I am satisfied that the release of the information at issue would not be to the benefit of the individuals concerned and that section 37(5)(b) does not apply.
Section 37(5)(a) - The Public Interest
In relation to paragraph (a), I must consider whether the public interest in granting the request outweighs, on balance, the public interest in protecting the right of privacy of the individuals to whom the information relates.
In considering the public interest test at section 37(5)(a), I have had regard to the judgment of the Supreme Court issued in July 2011 in the case of The Governors and Guardians of the Hospital for the Relief of Poor Lying-In Women v The Information Commissioner  IESC 26 ("the Rotunda case") (available at www.oic.ie). In the judgment, the Supreme Court outlined the approach that the Commissioner should take when balancing the public interest in granting access to personal information with the public interest in upholding the right to privacy of the individual(s) to whom that information relates.

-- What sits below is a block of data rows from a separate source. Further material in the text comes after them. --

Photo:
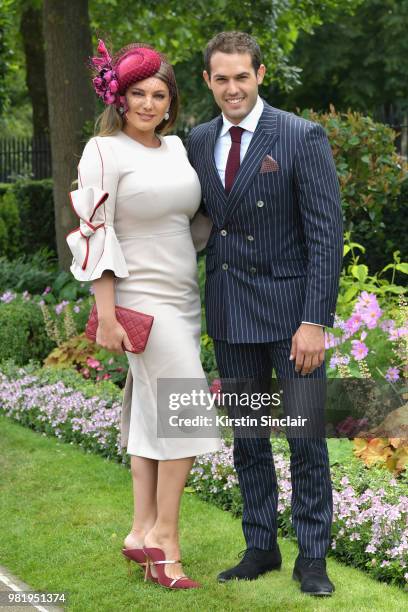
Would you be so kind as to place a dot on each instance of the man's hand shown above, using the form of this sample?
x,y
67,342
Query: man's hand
x,y
307,348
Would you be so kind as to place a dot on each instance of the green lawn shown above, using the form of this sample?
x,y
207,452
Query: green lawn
x,y
64,514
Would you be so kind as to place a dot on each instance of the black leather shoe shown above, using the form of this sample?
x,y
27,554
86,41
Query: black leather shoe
x,y
254,563
313,578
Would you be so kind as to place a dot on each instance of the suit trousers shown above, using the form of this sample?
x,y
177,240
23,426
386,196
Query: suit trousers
x,y
312,503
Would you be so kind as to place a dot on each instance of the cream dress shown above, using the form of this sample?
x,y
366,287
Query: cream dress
x,y
153,195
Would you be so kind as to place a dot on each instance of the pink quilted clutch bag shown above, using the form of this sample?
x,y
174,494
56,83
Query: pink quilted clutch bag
x,y
136,324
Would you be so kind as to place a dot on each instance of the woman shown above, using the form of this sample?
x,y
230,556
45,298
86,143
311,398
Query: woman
x,y
142,257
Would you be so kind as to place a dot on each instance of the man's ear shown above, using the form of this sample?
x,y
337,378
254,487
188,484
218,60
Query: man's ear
x,y
206,78
260,74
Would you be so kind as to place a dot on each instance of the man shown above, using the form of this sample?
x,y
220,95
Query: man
x,y
273,263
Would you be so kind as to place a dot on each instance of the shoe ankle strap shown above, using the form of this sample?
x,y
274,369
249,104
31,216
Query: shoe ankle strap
x,y
173,582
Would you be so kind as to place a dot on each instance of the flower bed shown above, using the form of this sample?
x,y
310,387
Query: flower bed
x,y
370,527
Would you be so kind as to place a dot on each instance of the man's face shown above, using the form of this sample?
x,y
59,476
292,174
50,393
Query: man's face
x,y
234,83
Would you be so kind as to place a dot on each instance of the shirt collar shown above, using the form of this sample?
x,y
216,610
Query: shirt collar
x,y
249,122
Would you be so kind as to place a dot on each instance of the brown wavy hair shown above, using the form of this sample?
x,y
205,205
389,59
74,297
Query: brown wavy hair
x,y
110,121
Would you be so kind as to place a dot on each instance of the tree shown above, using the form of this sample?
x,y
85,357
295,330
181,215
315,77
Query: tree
x,y
357,62
33,44
67,38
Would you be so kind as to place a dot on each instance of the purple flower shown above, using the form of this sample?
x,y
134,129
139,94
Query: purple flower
x,y
61,306
7,297
359,350
392,374
353,324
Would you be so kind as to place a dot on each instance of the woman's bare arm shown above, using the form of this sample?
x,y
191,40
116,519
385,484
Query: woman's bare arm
x,y
110,333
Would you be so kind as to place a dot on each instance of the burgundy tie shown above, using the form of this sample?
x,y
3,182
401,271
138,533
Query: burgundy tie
x,y
233,160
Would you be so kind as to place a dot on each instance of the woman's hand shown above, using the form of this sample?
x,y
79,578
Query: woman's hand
x,y
111,335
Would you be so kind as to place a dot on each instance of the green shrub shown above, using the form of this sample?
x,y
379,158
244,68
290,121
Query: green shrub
x,y
9,225
373,180
22,332
35,225
32,274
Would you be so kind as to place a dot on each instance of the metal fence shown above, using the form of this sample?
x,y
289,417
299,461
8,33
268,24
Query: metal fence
x,y
24,157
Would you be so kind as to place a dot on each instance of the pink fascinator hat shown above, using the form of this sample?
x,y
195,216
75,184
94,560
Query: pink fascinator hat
x,y
132,63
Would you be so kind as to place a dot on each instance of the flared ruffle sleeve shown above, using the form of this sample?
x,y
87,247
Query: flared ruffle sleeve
x,y
94,245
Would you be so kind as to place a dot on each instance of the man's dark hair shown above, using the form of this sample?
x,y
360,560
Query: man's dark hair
x,y
233,42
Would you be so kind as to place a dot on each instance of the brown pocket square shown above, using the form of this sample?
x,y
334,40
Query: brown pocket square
x,y
269,165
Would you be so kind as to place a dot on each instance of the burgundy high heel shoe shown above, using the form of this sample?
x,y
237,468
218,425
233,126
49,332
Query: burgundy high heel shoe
x,y
156,557
138,556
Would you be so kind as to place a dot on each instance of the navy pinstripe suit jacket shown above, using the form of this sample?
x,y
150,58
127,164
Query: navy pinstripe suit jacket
x,y
275,251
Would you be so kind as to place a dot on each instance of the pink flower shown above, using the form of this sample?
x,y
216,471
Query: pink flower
x,y
371,316
93,363
359,350
353,323
101,47
392,374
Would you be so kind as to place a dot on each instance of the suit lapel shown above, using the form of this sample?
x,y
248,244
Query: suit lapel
x,y
265,135
214,181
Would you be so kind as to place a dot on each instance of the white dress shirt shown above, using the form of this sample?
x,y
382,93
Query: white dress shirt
x,y
223,143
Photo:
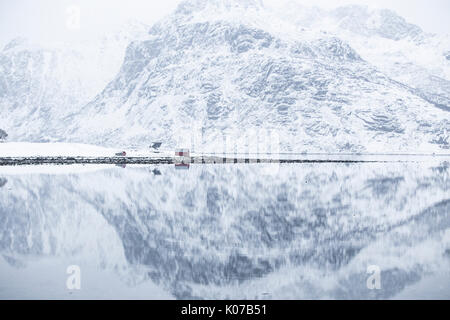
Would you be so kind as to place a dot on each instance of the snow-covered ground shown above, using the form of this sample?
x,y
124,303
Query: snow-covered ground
x,y
25,149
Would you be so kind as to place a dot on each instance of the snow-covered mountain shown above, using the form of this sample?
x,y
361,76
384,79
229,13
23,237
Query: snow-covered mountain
x,y
324,80
40,84
401,50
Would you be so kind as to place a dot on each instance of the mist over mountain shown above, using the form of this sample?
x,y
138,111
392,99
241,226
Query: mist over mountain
x,y
350,79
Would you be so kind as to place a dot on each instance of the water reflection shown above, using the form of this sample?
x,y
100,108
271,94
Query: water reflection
x,y
234,231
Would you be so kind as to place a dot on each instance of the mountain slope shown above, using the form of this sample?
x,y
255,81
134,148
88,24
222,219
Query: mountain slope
x,y
214,70
41,84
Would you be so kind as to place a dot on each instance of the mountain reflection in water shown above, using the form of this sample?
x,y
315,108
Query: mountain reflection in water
x,y
227,231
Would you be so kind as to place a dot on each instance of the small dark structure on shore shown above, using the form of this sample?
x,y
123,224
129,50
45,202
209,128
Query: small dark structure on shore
x,y
156,145
121,154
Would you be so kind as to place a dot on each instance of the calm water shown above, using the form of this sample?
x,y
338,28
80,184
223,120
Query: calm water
x,y
227,231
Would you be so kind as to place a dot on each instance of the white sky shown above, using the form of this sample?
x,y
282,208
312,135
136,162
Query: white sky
x,y
46,20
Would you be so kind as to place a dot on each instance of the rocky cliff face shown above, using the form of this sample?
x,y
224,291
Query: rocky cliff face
x,y
344,80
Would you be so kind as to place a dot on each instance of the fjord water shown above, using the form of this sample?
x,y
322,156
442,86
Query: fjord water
x,y
243,231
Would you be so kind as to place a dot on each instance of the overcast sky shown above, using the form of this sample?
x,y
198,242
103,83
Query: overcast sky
x,y
48,20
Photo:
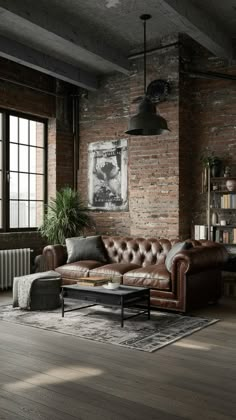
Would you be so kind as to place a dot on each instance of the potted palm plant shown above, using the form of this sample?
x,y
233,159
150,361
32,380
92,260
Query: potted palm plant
x,y
65,216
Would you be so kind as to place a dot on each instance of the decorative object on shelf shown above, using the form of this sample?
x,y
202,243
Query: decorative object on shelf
x,y
214,163
147,122
214,218
231,184
227,172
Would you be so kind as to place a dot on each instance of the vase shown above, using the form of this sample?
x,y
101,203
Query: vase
x,y
216,169
214,218
231,184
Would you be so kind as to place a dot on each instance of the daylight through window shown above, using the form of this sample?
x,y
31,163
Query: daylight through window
x,y
22,171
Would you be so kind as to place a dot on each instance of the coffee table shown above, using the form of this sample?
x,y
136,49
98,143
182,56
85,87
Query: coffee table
x,y
123,297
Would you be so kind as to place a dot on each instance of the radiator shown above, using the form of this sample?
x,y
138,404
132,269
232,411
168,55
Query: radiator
x,y
13,263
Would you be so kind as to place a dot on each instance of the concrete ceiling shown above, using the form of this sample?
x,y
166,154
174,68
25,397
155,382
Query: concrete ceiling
x,y
77,40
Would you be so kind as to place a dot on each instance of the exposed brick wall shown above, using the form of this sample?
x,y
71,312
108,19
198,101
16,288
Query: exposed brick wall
x,y
153,166
210,113
60,136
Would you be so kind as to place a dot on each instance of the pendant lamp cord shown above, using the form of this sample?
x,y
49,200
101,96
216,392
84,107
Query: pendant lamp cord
x,y
144,56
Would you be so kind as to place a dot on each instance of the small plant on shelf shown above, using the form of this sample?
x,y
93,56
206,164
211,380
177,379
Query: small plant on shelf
x,y
210,161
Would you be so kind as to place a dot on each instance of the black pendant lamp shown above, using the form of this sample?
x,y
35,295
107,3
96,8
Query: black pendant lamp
x,y
147,122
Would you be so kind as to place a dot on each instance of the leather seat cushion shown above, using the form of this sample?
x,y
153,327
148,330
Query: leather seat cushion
x,y
153,276
77,269
113,270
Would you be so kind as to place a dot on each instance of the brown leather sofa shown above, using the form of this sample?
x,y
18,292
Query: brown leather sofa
x,y
194,280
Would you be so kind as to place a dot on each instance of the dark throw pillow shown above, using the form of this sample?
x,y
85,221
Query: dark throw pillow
x,y
90,248
180,246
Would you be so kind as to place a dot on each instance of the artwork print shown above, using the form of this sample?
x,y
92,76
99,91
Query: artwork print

Following the approach of the Supreme Court, 'a true public interest recognised by means of a well-known and established policy, adopted by the Oireachtas, or by law' must be distinguished from a private interest for the purpose of section 37(5)(a).

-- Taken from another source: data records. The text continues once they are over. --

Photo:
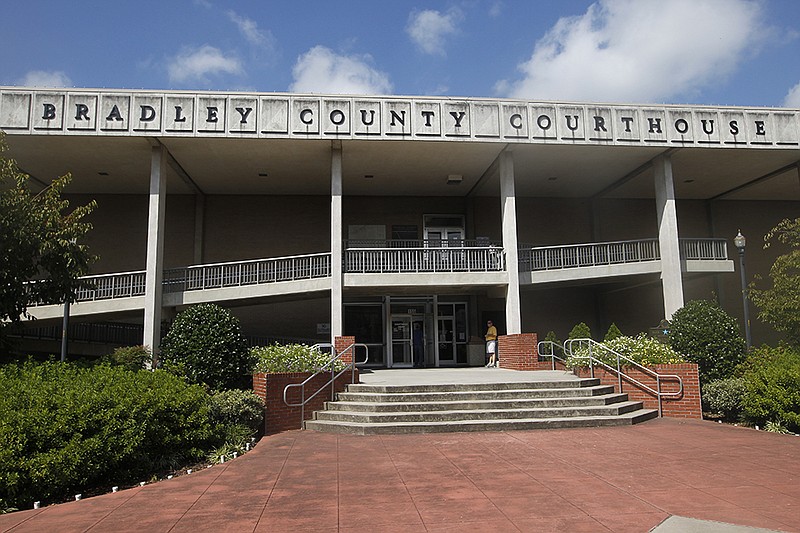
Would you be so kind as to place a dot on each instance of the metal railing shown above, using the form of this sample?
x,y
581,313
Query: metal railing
x,y
613,253
587,348
445,257
252,272
588,254
330,366
704,249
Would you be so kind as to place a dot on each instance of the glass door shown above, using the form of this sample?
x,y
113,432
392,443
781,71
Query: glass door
x,y
402,345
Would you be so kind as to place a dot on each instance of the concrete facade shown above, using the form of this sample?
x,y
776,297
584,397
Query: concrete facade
x,y
468,190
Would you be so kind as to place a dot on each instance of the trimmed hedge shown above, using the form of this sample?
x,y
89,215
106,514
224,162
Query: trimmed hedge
x,y
66,428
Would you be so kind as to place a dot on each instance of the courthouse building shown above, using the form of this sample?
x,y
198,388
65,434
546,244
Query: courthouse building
x,y
314,216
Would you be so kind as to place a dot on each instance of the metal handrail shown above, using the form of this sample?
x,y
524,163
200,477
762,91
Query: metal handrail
x,y
334,376
618,370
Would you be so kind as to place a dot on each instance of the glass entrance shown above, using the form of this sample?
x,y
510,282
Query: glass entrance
x,y
402,344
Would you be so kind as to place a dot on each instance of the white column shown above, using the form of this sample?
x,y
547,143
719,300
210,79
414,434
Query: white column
x,y
337,323
199,226
509,213
155,250
671,280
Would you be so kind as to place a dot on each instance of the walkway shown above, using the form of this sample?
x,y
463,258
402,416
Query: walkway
x,y
599,479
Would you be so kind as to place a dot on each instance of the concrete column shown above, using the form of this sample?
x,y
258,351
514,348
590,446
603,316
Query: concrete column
x,y
671,280
337,281
509,213
199,227
155,250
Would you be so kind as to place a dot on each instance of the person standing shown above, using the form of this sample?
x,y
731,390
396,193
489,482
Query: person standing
x,y
491,344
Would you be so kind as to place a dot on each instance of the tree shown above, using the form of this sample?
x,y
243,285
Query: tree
x,y
780,305
708,336
40,240
205,344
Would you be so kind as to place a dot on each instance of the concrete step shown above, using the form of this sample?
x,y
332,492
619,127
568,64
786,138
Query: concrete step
x,y
615,409
489,386
479,425
481,404
368,395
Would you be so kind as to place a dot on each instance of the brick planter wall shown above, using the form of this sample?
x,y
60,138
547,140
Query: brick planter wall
x,y
280,417
518,352
688,406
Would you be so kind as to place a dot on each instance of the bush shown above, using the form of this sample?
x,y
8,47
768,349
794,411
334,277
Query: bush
x,y
640,349
773,387
278,358
724,397
612,333
67,428
236,407
129,357
709,337
580,331
205,344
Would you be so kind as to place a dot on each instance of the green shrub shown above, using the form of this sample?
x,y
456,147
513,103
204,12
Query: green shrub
x,y
278,358
641,349
709,337
205,344
773,388
612,333
129,357
724,397
236,407
67,428
580,331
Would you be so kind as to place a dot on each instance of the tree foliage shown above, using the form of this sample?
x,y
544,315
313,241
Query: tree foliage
x,y
780,304
205,344
40,240
708,336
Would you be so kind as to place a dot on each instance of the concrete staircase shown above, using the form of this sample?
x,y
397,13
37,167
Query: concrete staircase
x,y
438,408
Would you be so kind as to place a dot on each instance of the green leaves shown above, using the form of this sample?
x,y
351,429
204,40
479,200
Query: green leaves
x,y
205,344
40,241
66,428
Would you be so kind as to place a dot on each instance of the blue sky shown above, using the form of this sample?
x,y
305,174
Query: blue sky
x,y
720,52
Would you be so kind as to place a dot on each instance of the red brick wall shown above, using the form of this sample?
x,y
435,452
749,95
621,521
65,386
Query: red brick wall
x,y
518,352
280,417
687,406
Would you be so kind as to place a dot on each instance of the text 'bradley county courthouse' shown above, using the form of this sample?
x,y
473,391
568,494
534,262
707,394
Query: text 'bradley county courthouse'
x,y
313,216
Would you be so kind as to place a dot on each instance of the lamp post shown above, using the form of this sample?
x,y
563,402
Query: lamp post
x,y
739,241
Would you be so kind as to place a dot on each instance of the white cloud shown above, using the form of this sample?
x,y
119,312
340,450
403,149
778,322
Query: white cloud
x,y
41,78
792,97
639,50
429,29
196,64
320,70
249,29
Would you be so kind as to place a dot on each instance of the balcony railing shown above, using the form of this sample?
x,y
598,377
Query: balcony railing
x,y
241,273
704,249
586,255
613,253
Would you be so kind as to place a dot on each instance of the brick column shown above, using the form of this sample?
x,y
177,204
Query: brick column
x,y
519,351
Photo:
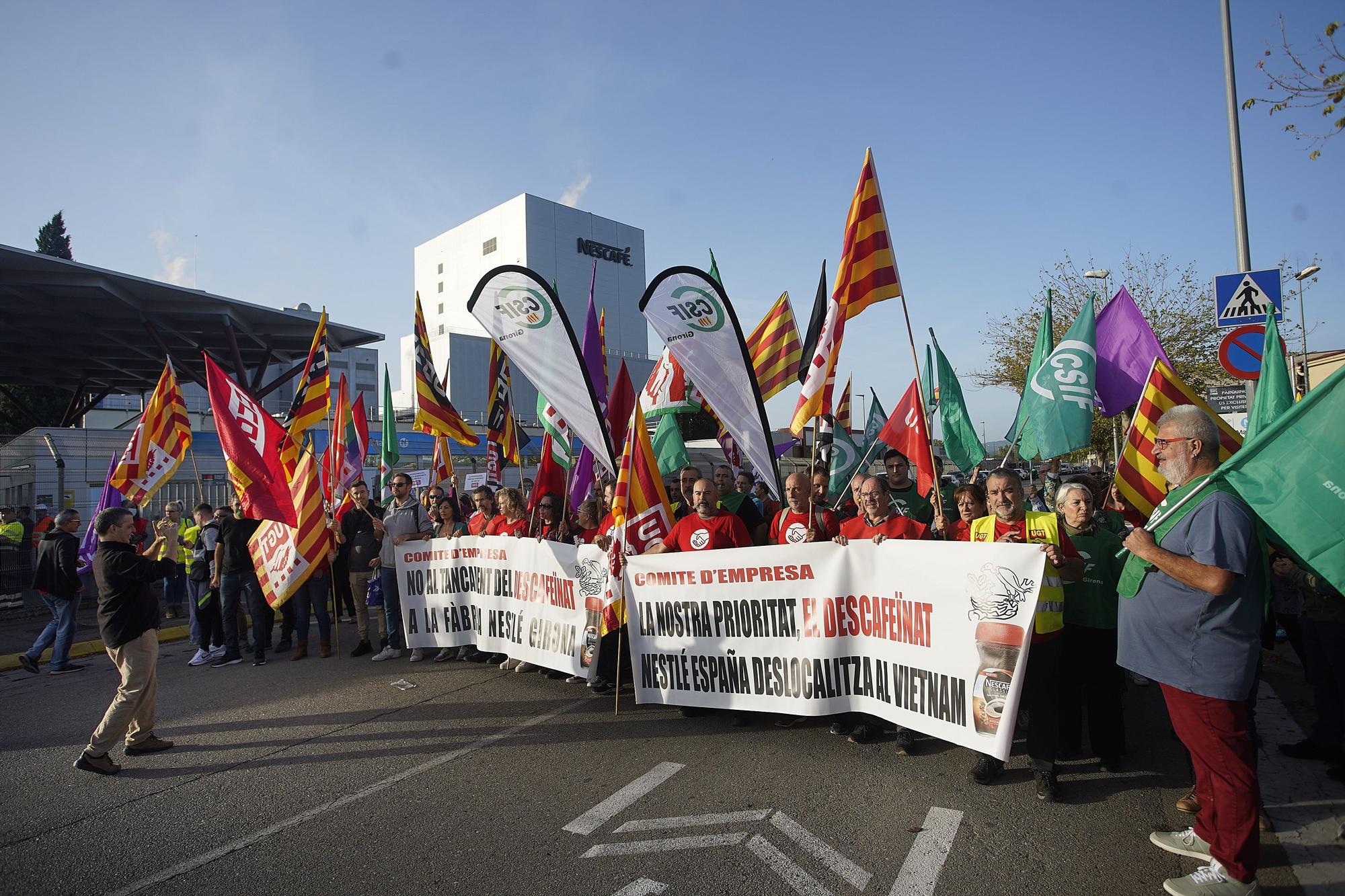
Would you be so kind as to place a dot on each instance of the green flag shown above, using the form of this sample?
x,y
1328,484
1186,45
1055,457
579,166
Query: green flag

The FOI Act itself recognises the public interest in ensuring the openness and accountability of public bodies. On the other hand, however, the language of section 37 and the Long Title to the FOI Act recognise a very strong public interest in protecting the right to privacy, which has a Constitutional dimension, as one of the un-enumerated personal rights under the Constitution. Accordingly, when considering section 37(5)(a), privacy rights will be set aside only where the public interest served by granting the request (and breaching those rights) is sufficiently strong to outweigh the public interest in protecting privacy.
In my view, the information in the records is inherently private. I cannot identify a public interest which would override the Constitutional rights to privacy of the third parties to whom the records relate. I therefore find that section 37(5)(a) does not apply in the circumstances and that the withheld information in the records is exempt under section 37(1) of the FOI Act.
Having reviewed the relevant records, I am satisfied that all of the withheld information is either personal information relating to individuals other than the applicant, or personal information relating to the applicant that is inextricably linked to the personal information of other individuals. Accordingly, I find that section 37(1) of the Act applies to the records.
Having carried out a review under section 22(2) of the Freedom of Information Act 2014, I hereby vary the decision of the Agency.
I affirm the Agency's decision to refuse access to a number of records under section 31(1)(a) of the Act on the basis of legal professional privilege, with the exception of its refusal of access to five records. I direct the release of records 160 (except the mobile phone number), 161, 164, 229 and 230 from File 1.
I affirm the decision of the Agency that section 31(1)(b) applies to certain records relating to Court proceedings subject to the in camera rule.
I affirm its decision to refuse access to the remaining withheld records on the basis that section 37(1) of the FOI Act applies, since the withheld information concerns the personal information of third parties as well as the applicant. I find that the public interest in granting the request does not outweigh the public interest in upholding the privacy rights of individuals other than the applicant.
I affirm the decision of the Agency to refuse access to further records under section 15(1)(a) of the Act.
Section 24 of the FOI Act sets out detailed provisions for an appeal to the High Court by a party to a review, or any other person affected by the decision. In summary, such an appeal, normally on a point of law, must be initiated by the applicant not later than eight weeks after notice of the decision was given, and by any other party not later than four weeks after notice of the decision was given.